En una familia que intenta recomponerse desde la superficie —nuevas parejas, nuevos hijos, nuevas casas—, Nicolas representa la herida que no cicatriza, el pasado que no se deja olvidar. Su padre, interpretado por Hugh Jackman, quiere ayudar pero no sabe cómo. Confunde la voluntad con la solución, el orden con la cura. Y en su intento de arreglar a su hijo como se arregla una agenda o una mudanza, olvida que el sufrimiento psíquico no se repara, se acompaña.
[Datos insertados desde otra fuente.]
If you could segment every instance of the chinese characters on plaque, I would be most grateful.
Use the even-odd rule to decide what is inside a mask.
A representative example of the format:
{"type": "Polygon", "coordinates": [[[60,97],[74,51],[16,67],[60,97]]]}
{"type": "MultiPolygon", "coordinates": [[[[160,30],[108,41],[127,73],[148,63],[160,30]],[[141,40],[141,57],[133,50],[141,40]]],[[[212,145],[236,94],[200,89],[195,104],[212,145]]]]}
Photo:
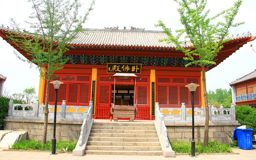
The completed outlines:
{"type": "Polygon", "coordinates": [[[140,74],[141,73],[141,64],[107,63],[107,73],[134,73],[140,74]]]}

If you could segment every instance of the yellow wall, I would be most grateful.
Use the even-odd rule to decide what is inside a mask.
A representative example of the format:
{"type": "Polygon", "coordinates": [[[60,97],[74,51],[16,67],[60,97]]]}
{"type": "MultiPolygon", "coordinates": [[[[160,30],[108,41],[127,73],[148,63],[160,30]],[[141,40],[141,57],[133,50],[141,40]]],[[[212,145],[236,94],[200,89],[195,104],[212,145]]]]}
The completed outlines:
{"type": "MultiPolygon", "coordinates": [[[[205,73],[204,73],[204,77],[205,77],[205,73]]],[[[200,77],[200,80],[201,81],[201,105],[202,107],[203,107],[204,108],[205,108],[205,103],[204,101],[204,87],[203,84],[203,71],[201,71],[201,77],[200,77]]]]}
{"type": "MultiPolygon", "coordinates": [[[[156,70],[155,69],[151,69],[150,70],[150,93],[149,94],[149,97],[150,98],[150,104],[152,102],[152,83],[155,82],[155,100],[154,101],[156,103],[156,70]]],[[[151,104],[151,105],[155,106],[155,104],[151,104]]],[[[152,108],[150,109],[150,115],[152,115],[152,108]]]]}
{"type": "MultiPolygon", "coordinates": [[[[45,73],[44,71],[42,70],[42,72],[45,73]]],[[[39,81],[39,88],[38,89],[38,99],[39,100],[39,104],[42,104],[44,102],[44,86],[45,84],[45,80],[43,79],[41,76],[39,81]]]]}
{"type": "MultiPolygon", "coordinates": [[[[92,86],[91,88],[91,95],[92,95],[92,81],[95,81],[95,89],[94,91],[94,104],[93,106],[93,114],[95,114],[95,107],[96,105],[96,103],[95,102],[96,101],[96,91],[97,90],[97,68],[93,68],[92,72],[92,86]]],[[[91,100],[92,100],[92,98],[91,98],[91,100]]]]}

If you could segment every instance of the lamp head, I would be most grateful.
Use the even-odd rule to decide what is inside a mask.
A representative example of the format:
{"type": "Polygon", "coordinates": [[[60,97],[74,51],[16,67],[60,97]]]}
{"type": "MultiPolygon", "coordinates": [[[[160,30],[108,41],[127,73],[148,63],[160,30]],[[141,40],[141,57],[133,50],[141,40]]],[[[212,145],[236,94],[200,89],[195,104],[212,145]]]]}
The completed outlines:
{"type": "Polygon", "coordinates": [[[53,84],[54,89],[59,89],[60,88],[60,84],[64,83],[62,82],[56,80],[56,81],[50,82],[50,83],[53,84]]]}
{"type": "Polygon", "coordinates": [[[187,87],[188,88],[188,89],[189,90],[189,91],[195,92],[196,91],[196,87],[199,85],[199,85],[198,84],[193,83],[191,82],[191,84],[188,84],[187,85],[185,85],[185,87],[187,87]]]}

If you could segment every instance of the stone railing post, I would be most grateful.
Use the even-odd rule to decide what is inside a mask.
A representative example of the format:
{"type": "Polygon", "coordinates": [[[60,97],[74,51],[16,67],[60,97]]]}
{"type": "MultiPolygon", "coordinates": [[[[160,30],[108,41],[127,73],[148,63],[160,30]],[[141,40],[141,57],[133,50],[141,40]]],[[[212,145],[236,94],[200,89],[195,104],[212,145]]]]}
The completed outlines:
{"type": "Polygon", "coordinates": [[[13,99],[11,98],[10,101],[9,102],[9,108],[8,109],[8,116],[12,116],[12,110],[13,106],[13,99]]]}
{"type": "Polygon", "coordinates": [[[38,117],[38,112],[39,111],[39,100],[36,100],[34,105],[34,117],[38,117]]]}
{"type": "MultiPolygon", "coordinates": [[[[210,103],[208,103],[208,108],[209,111],[209,121],[212,121],[212,110],[211,108],[210,103]]],[[[205,116],[206,116],[206,112],[205,112],[205,116]]]]}
{"type": "Polygon", "coordinates": [[[186,121],[187,116],[186,114],[186,107],[185,103],[181,103],[181,120],[186,121]]]}
{"type": "Polygon", "coordinates": [[[60,108],[60,118],[66,118],[66,100],[62,100],[61,107],[60,108]]]}
{"type": "Polygon", "coordinates": [[[236,108],[234,103],[231,103],[230,106],[230,114],[231,115],[231,120],[232,121],[236,120],[236,108]]]}

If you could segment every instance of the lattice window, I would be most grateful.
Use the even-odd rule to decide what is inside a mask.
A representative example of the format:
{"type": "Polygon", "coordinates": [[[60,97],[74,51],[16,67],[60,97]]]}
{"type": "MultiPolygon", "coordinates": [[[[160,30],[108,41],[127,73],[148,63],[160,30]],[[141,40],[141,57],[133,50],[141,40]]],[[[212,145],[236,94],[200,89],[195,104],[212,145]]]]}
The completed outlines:
{"type": "Polygon", "coordinates": [[[89,81],[90,80],[89,76],[78,76],[77,77],[77,81],[89,81]]]}
{"type": "Polygon", "coordinates": [[[198,78],[187,78],[187,83],[191,83],[191,82],[193,82],[193,83],[196,84],[198,84],[198,78]]]}
{"type": "Polygon", "coordinates": [[[185,80],[182,78],[172,78],[173,83],[184,83],[185,80]]]}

The Son plantea un dilema doloroso pero necesario: ¿es el suicidio una decisión racional en un mundo donde nada tiene sentido? ¿O es, como diría Camus, el único problema filosófico verdaderamente serio?

Desde una óptica existencialista, el suicidio no es cobardía ni egoísmo. Es el punto final de un combate interior donde el mundo ha dejado de ser habitable. Es la renuncia a seguir fingiendo que el dolor es transitorio cuando se ha vuelto total. En este sentido, la película no busca juzgar a Nicolas, sino dejar que su silencio grite lo que todos los demás temen escuchar: que hay sufrimientos que no se curan con palabras, ni con pastillas, ni con amor mal administrado.

El suicidio en The Son no es un acto impulsivo. Es la conclusión trágica de una ausencia radical de sentido. Y sin embargo, Zeller no romantiza la tragedia. Nos obliga a sentarnos con ella. A mirar a los ojos a quienes sobreviven. A preguntarnos si alguna vez escuchamos realmente el grito detrás de la sonrisa, el peso detrás de la mirada, la despedida disfrazada de rutina.

Porque, en el fondo, The Son no trata solo del que se va. Trata también —y sobre todo— de los que se quedan preguntándose qué hicieron mal, sin entender que quizás nunca tuvieron el poder de cambiar el final. Porque hay dolores que no vienen de afuera. Hay dolores que nacen con uno, como una sombra adherida al alma.